As Catherine is in the waiting room of David's OT, she meets Jason. Jason is in a wheelchair and unable to speak. He uses word cards to have a conversation. Jason and Catherine become friends as she makes new word cards that are more applicable and useful to a teenage boy. Catherine loves art and hopes to become a breath taking artist one day. Her art and compassion help bridge the gap between Jason and the rest of the world.
By the end Jason is crushing on Catherine and she shows her human and immature side when she worries what others will think of her for being friends with him outside of the the OT waiting room.
I totally loved this quick read. By the end I was desperate for a sequel so I could find out more about Jason and David as they grew up. I like Catherine and felt like she was appropriate for her age.........although I wish she were a little older for the dancing/dating parts.
Rating 4.5
Rating G

Thursday, December 18, 2008

Enchantment

Enchantment by Orson Scott Card



Card, better know for his sci-fi (Ender's Saga) has pulled off a lovely fairtale retelling. Enchantment is the story of Sleeping Beauty combined with Russian history and myths plus a lot of magic. Ivan and his parents leave Russia in the early 80's to seek a life in the U.S. On their way out they stop in the Ukraine to wait for passports and visas. They stay with relatives near the Carpathian Mountains. Ivan enjoys running which is strange for a boy of his age and background. As he is running through the forest he comes upon a clearing full of leaves, a sleeping woman, and something guarding the sleeping woman. In fear, Ivan turns and leaves. Years later he is still comsumed with thoughts of what he saw at the age of 10.
In 1992 Ivan returns to the homeland engaged to an American and ready to do work for his college dissertation on Russian fairytales. Just before his return to the U.S., Ivan visits his Ukrainian uncle. He decideds while he is there, he will put a rest to what he thought he saw years ago. Ivan finds the clearing, the princess and the bear that guards her. He is able to overcome the bear and kiss the girl.
Most of this story takes place after Sleeping Beauty (Katerina) wakes up. The now betrothed couple return to 9th century Russia where Katerina's village is in danger from the witch that enchanted her. Card is able to balance the viewpoint of multiple characters in various countries and times with incredible depth.
I so enjoyed the retelling........or rather what happened 'ever after'. I liked the historical aspect and the fact that Katerina and Ivan return to modern day American and we see how the differing cultures and times come together. The magic and fantasy are just enough that even if you aren't normally a Card lover you will still enjoy the novel. Coming from Slavic ancestry, this made me want to read the real Russian fairytales, which are supposed to be much more gruesome and tragic than our modern day ones.
Rating 5 Romance, magic, history and witches yum!
Rating PG 13 Some swearing, some violence, sexual language.

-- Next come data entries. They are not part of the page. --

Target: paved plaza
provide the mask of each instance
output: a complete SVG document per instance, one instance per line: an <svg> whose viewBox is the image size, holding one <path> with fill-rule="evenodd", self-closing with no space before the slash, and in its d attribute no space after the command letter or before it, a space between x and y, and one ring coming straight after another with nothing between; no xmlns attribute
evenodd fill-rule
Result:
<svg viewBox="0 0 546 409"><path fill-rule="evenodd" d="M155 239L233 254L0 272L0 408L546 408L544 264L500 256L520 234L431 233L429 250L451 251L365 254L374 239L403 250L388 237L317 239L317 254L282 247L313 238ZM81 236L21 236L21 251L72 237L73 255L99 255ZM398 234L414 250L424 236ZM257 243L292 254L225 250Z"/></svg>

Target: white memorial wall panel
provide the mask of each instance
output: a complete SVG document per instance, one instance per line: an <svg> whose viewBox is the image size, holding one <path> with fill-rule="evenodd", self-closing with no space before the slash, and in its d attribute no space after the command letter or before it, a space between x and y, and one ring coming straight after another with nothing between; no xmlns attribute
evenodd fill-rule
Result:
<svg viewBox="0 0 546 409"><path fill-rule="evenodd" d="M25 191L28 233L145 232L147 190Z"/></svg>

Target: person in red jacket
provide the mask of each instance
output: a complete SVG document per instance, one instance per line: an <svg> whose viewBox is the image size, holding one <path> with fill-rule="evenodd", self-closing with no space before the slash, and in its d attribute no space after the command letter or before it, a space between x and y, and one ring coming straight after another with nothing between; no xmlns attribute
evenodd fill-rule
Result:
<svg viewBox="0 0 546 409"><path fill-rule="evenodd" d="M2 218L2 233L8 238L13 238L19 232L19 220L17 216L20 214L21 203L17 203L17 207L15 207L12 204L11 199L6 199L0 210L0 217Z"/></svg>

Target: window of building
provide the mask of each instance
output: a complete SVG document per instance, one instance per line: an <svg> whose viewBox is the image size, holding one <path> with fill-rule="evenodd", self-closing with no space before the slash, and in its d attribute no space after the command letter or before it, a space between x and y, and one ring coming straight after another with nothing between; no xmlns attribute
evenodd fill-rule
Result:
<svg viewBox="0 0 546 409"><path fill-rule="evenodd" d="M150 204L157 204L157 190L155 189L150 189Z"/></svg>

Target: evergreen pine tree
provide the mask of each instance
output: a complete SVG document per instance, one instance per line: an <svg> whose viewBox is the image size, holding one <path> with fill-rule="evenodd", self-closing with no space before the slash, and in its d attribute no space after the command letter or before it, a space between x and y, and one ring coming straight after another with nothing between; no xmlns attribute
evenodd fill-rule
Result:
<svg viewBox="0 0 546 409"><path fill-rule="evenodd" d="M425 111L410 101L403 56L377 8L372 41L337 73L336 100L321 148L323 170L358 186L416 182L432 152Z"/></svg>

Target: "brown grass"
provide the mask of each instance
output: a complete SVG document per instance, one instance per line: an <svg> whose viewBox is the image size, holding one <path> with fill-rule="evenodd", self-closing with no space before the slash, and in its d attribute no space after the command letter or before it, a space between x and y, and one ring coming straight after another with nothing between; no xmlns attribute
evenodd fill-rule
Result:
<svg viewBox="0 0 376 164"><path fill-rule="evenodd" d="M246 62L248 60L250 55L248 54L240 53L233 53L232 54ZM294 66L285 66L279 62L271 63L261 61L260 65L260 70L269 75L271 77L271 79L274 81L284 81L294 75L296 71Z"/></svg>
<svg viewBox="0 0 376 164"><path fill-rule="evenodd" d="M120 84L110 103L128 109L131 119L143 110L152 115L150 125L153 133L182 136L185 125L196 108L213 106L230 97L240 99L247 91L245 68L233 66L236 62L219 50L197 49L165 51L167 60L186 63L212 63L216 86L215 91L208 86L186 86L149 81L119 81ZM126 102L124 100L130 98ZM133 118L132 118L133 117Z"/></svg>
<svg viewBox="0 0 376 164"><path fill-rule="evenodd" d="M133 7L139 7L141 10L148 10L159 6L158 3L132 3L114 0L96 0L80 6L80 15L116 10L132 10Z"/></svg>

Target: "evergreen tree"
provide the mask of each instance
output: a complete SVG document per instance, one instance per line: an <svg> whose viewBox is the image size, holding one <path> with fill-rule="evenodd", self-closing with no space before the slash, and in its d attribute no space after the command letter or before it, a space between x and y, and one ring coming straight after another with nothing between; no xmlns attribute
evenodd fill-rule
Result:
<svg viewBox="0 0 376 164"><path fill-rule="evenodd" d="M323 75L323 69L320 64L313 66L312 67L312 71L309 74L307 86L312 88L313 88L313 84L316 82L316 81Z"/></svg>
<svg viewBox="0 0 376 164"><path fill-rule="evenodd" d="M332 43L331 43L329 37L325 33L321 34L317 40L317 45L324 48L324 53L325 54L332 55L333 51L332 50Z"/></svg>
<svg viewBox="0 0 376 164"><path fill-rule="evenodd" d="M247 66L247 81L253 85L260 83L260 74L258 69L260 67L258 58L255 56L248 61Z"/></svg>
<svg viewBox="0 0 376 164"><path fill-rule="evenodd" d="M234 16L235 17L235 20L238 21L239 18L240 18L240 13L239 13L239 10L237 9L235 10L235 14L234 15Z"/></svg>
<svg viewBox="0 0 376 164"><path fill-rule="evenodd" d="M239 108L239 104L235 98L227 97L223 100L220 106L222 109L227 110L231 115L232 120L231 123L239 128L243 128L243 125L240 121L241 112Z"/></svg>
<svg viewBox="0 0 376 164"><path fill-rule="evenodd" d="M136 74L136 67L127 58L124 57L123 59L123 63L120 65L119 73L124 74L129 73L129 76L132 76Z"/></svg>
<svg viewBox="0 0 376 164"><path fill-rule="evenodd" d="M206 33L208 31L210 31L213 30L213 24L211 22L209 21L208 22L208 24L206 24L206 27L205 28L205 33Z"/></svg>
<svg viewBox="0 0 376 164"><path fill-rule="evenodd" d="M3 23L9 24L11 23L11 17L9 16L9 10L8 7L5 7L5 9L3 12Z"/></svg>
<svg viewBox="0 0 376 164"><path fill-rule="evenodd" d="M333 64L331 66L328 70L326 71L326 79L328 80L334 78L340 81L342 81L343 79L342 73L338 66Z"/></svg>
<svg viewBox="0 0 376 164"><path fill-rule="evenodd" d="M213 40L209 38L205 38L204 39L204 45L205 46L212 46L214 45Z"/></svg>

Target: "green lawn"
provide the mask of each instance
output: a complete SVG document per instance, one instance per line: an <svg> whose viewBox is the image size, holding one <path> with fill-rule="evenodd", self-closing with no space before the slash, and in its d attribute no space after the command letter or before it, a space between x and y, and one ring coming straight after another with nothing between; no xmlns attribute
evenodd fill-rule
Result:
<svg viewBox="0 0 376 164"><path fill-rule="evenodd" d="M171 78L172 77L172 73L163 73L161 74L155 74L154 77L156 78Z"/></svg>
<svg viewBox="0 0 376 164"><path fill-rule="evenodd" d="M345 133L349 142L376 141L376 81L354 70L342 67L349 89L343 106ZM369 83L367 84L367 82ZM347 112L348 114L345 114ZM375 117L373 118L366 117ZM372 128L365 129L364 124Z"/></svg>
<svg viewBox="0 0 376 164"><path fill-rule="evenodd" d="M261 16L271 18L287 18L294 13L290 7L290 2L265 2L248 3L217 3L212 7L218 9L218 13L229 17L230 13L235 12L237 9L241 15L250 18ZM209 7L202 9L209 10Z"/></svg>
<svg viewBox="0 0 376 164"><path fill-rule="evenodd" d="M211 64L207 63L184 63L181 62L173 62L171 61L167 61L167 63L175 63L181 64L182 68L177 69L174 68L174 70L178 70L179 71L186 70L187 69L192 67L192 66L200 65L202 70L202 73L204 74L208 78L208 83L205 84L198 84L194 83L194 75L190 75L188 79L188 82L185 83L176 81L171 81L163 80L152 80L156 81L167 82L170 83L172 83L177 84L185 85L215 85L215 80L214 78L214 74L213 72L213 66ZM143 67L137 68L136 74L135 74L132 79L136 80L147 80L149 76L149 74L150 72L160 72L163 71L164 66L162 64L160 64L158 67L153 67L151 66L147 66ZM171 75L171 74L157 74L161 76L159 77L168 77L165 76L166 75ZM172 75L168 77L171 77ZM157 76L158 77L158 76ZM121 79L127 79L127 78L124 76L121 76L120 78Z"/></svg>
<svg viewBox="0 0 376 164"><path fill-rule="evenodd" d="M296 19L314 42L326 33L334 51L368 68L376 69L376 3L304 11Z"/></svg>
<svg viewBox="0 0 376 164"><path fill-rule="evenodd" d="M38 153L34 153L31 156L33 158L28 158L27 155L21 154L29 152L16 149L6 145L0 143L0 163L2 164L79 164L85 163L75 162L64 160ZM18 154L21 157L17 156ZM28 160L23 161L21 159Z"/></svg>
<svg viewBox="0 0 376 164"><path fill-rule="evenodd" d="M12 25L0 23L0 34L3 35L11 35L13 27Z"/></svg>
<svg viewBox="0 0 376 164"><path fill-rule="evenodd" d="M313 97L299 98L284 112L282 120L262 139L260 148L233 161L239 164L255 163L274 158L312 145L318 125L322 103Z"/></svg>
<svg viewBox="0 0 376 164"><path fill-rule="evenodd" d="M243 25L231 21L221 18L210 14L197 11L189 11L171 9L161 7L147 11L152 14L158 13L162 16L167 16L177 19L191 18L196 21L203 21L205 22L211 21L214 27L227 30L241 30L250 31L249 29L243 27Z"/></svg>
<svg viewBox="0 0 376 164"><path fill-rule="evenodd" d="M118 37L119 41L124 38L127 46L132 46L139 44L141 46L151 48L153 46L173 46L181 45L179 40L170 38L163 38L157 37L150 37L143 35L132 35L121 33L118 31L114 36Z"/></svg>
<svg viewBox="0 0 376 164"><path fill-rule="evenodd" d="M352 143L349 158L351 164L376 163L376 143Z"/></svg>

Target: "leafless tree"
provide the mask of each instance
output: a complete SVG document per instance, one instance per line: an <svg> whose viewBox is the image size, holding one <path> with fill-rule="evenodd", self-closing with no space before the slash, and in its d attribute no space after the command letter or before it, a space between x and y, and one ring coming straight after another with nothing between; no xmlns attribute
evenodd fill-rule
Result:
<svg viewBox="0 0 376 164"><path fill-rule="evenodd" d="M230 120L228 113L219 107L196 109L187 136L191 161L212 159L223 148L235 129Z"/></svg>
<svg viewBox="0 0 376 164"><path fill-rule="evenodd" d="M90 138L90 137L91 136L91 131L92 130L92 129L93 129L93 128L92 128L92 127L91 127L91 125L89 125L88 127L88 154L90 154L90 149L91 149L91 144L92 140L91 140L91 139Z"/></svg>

Saturday, November 8, 2008

Garden Spells

Garden Spells by Sarah Addison Allen
This book sounded intriguing.............many people have likened it to Practical Magic. The writing reminded me a lot of Alice Hoffman.
This book is about the Waverly sisters. Waverly family members often have magical gifts. Sydney has a way with styling hair and understanding what the styles mean. Claire uses food to evoke feelings. Their Aunt knows items that people will need in the future, but not what they will need them for. Bay, Sydney's little girl has the gift of knowing where things or people belong. The Waverlys' also have an enchanted apple tree. Eating an apple from the tree will show you the most important event of your life.
Each sister is hiding from something in their life and trying to build a life where they are comfortable with themselves and their past. The characters were truly enjoyable and the touch of magic added depth.
Rating 4 Quick, happy read with some romance.